Forests shape climate, water cycles and the livelihoods of millions by storing carbon, regulating rainfall and sustaining species-rich cultures. The Intergovernmental Panel on Climate Change connects land-use change to altered regional climate feedbacks and reduced carbon uptake, while the Food and Agriculture Organization of the United Nations documents how converted forests release stored carbon and change soil and atmospheric interactions. Remote sensing work by Matthew C. Hansen University of Maryland has mapped persistent patterns of tree cover loss that reveal how localized clearing aggregates into continental-scale change, making deforestation central to accelerating global environmental shifts.
Drivers behind the loss
Clearing is driven by a mix of agricultural expansion, timber extraction, infrastructure and policy incentives that favor short-term land conversion. Reports from the Food and Agriculture Organization of the United Nations identify commodity-driven agriculture and weak land governance as dominant pressures in many regions. Field studies and landscape analyses by Carlos Nobre University of São Paulo show how feedbacks between land use and regional climate can amplify drought risk and make forests more vulnerable to fire once their continuity is broken.
Consequences for climate and ecosystems
Loss of forest cover alters energy balance, reduces evapotranspiration and can weaken rainfall recycling, with implications for both local agriculture and downstream water supplies. Thomas E. Lovejoy Smithsonian Institution has described how large-scale loss and fragmentation threaten ecological resilience and increase extinction risk for species adapted to continuous forest. William F. Laurance James Cook University documents how fragmentation creates edge effects that change microclimate, species composition and disease dynamics, multiplying impacts beyond the area cleared.
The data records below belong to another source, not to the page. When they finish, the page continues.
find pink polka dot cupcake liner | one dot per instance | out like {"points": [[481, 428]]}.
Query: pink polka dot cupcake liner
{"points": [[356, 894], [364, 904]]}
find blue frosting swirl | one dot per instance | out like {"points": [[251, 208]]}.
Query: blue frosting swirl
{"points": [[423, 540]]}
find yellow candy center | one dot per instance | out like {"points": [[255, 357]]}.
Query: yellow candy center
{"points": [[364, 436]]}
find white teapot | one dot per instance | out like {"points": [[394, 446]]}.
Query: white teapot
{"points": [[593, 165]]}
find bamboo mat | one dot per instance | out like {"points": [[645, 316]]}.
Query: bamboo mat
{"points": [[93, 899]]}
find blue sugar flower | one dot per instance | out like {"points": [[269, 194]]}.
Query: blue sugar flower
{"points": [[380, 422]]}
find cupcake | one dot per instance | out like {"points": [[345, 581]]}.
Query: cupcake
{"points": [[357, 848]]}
Human and territorial dimensions make the phenomenon distinctive. In tropical regions forests are repositories of cultural knowledge and the basis for Indigenous and rural livelihoods; institutional analyses from the Food and Agriculture Organization of the United Nations underline how insecure tenure and unequal markets exacerbate dispossession. At the same time, scientific syntheses from the Intergovernmental Panel on Climate Change highlight that feedbacks between deforestation and climate act across scales, so local land-use choices propagate into altered rainfall, carbon cycling and biodiversity patterns at continental and global levels. The convergence of ecological vulnerability, social inequity and climatic feedbacks explains why preventing and reversing forest loss is central to slowing ongoing environmental change.